Being an automotive engineer I like to think it like this (amp designers / experts, sorry for over-simplification
).
Even a very low-powered engine will allow any car to reach and maintain, say, 150km/h on a flat road, allowing sufficient time to get to that speed.
That's the analogy to having 0.5W into a Susvara and playing it 110dB on a stationary 1kHz signal.
But, if you want to drive your car through a curvy uphill road with a lot of accelerations, overtaking other cars etc.
with ease, then you need not only power but an engine with a lot of torque.
Musical signals are abruptly variable ones, much more difficulto to cope with than a stationary sinewave, and in order to keep up with them we don't only need power, but also the closest analogy to torque that comes to my mind, i.e. current delivery, which is in turn related to amplifier topology (e.g. class A is usually good at that), power supply design, damping factor etc..

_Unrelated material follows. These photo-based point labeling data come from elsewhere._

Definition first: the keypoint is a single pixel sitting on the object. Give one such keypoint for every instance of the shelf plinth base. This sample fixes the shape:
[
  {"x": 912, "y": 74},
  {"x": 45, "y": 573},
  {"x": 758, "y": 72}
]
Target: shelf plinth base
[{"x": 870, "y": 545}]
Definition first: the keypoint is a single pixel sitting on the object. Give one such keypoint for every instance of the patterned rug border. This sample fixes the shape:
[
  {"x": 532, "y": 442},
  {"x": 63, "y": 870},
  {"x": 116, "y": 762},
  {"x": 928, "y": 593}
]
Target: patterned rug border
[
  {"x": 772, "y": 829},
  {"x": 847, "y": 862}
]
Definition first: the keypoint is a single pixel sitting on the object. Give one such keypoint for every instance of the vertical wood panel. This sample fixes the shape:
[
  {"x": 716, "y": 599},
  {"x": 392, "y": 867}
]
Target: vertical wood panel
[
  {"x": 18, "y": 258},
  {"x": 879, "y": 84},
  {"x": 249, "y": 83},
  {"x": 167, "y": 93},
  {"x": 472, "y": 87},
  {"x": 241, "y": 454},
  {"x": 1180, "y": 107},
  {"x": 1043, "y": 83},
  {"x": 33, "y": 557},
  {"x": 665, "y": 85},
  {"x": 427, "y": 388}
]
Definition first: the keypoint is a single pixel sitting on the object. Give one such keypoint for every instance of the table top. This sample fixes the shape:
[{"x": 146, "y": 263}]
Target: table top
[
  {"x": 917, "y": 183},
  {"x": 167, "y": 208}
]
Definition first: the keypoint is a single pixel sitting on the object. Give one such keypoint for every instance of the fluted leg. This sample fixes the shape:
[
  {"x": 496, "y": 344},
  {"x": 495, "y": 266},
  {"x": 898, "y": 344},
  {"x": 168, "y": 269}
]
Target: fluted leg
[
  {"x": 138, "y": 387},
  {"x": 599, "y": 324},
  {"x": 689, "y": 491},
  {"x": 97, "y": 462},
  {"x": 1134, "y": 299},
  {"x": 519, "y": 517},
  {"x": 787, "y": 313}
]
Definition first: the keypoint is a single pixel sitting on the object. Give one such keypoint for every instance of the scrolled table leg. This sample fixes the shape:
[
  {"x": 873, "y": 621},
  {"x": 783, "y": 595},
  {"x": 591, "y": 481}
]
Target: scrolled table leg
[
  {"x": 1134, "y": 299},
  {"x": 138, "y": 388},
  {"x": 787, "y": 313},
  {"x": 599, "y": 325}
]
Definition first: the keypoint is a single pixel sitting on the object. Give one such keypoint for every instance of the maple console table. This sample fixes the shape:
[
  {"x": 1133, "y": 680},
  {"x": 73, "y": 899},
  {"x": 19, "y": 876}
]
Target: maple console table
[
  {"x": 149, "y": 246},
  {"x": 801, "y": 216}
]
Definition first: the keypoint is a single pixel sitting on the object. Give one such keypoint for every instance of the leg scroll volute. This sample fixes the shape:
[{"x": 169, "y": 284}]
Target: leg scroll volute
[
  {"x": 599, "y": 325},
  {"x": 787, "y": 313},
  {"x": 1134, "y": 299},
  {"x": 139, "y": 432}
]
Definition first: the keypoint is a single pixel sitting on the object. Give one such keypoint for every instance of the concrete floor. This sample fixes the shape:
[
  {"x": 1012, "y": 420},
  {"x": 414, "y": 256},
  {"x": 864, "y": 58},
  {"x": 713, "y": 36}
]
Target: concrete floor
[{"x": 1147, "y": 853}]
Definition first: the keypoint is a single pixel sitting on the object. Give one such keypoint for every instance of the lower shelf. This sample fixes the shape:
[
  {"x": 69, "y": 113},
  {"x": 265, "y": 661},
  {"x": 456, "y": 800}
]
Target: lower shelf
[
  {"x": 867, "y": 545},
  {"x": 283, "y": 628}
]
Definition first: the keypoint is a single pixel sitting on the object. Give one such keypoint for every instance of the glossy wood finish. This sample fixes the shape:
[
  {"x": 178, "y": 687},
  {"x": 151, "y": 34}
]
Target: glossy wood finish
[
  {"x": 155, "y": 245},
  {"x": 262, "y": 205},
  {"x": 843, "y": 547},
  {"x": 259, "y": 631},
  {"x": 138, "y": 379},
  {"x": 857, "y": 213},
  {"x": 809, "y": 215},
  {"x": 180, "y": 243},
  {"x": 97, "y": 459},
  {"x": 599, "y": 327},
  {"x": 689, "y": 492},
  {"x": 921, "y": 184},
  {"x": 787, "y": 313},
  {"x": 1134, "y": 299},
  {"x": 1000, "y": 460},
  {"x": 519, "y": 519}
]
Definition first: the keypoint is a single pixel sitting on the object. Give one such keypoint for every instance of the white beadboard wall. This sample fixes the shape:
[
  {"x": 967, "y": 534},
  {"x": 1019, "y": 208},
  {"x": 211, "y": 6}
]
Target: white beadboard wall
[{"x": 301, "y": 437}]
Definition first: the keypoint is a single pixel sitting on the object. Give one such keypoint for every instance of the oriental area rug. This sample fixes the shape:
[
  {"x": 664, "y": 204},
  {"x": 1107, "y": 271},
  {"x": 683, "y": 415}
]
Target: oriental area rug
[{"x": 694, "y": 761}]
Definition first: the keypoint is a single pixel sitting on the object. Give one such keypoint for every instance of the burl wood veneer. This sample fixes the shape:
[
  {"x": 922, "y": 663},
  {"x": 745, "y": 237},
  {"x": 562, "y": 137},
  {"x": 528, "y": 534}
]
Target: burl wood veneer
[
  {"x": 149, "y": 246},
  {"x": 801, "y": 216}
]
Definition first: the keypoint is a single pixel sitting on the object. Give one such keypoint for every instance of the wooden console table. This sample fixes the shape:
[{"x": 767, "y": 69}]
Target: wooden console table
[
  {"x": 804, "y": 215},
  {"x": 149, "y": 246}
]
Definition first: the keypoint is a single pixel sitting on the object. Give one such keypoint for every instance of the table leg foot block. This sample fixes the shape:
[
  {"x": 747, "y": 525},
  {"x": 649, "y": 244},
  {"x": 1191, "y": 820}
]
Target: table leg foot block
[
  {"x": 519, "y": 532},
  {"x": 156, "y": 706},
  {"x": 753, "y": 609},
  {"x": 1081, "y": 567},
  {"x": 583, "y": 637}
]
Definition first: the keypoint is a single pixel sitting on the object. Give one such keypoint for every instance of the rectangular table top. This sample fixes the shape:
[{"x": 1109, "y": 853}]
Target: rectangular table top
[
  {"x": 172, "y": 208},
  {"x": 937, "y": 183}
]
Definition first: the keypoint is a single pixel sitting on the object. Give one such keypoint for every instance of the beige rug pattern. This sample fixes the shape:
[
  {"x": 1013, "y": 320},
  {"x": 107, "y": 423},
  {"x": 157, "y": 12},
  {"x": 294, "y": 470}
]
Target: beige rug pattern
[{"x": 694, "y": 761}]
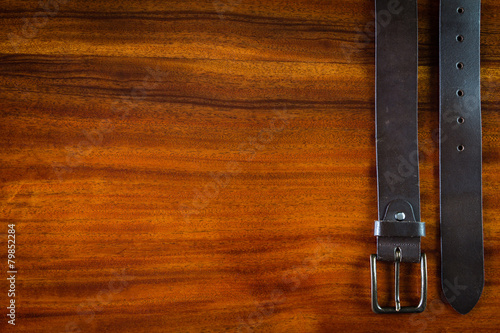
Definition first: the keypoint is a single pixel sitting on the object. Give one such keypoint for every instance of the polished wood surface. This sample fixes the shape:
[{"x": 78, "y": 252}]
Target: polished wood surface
[{"x": 209, "y": 166}]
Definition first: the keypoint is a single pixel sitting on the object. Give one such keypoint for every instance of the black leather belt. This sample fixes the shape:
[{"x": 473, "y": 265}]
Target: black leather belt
[
  {"x": 398, "y": 229},
  {"x": 462, "y": 259}
]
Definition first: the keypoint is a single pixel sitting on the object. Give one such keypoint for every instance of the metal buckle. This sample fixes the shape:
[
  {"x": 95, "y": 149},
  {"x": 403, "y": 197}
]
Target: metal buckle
[{"x": 398, "y": 309}]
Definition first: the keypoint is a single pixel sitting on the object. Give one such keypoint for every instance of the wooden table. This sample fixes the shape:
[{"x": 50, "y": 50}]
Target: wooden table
[{"x": 209, "y": 166}]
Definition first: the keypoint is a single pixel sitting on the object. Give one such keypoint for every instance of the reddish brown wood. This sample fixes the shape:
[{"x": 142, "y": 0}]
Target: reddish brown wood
[{"x": 199, "y": 166}]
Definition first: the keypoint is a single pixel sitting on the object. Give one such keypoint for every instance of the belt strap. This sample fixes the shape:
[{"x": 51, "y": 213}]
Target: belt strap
[
  {"x": 398, "y": 229},
  {"x": 462, "y": 258}
]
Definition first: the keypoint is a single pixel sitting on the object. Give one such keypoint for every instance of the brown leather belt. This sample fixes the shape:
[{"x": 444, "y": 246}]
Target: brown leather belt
[
  {"x": 462, "y": 258},
  {"x": 398, "y": 229}
]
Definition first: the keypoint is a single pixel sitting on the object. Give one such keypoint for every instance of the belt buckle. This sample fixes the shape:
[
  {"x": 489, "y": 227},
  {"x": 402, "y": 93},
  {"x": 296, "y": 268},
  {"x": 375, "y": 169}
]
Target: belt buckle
[{"x": 398, "y": 309}]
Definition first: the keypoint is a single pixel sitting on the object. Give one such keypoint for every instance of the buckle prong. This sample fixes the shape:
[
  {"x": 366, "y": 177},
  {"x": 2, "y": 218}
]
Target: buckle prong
[{"x": 398, "y": 308}]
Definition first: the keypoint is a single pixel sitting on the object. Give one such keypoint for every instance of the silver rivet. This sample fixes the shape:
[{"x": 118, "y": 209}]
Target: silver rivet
[{"x": 400, "y": 216}]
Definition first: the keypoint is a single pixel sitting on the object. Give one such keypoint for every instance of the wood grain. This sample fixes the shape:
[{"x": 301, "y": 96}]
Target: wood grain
[{"x": 199, "y": 166}]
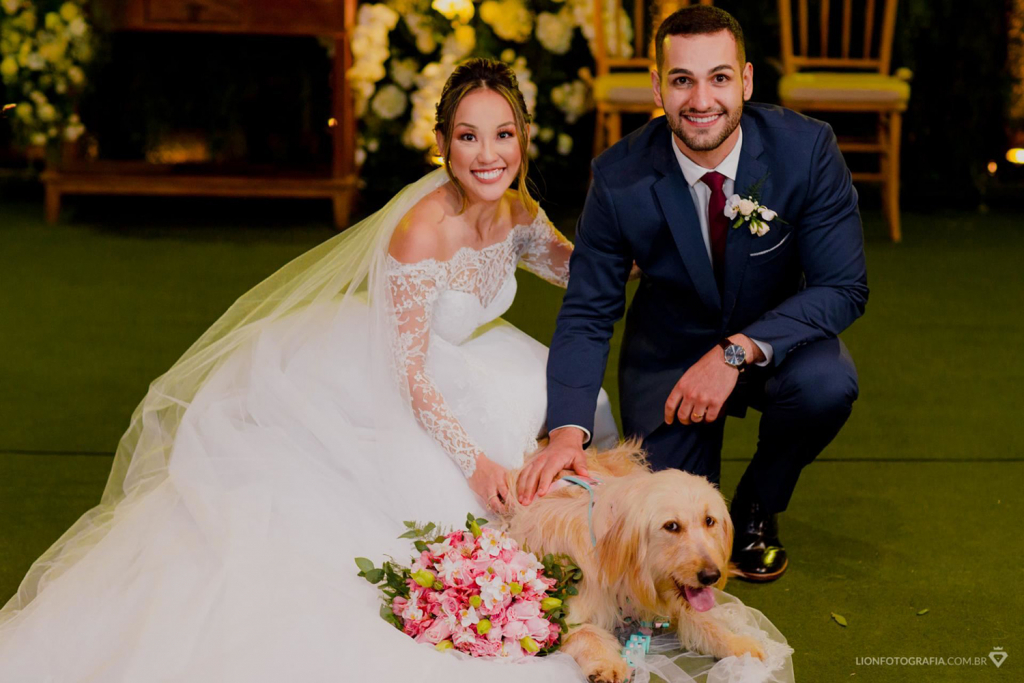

Of course, if we get a speaker amp with 100W/8ohm or a class A 25W like the XA25 we can safely assume that the dimensioning of the amp itself is plenty sufficient by default to provide more than enough current to satisfy the Susvara hungerness.
On the flipside, I believe it is not true that you strictly NEED 5W or more on the Susvara load if the amplifier is designed to deliver even a much modest power (say 1-1.5W minimum) with a beefy peak current output reserve.
In actuality, I have listened to the Susvara through the Formula S / Powerman, an Air Tight ATM 300B (8W/8ohm), my Riviera AIC-10 and very strong speaker amplifiers (Pass XA25, Viva Solista, Krell KSA100) and I have been always satisfied with '
quantity' (grunt, dynamics, slam, ...).
Rather, the
quality of the amp - and its synergy with Susvara signature - is what stands out the most, though, in terms of tonal accuracy, nuanced presentation, transparency, refinement, soundstage layering etc., which was not - in my experience - correlated to raw power (would rather say the opposite).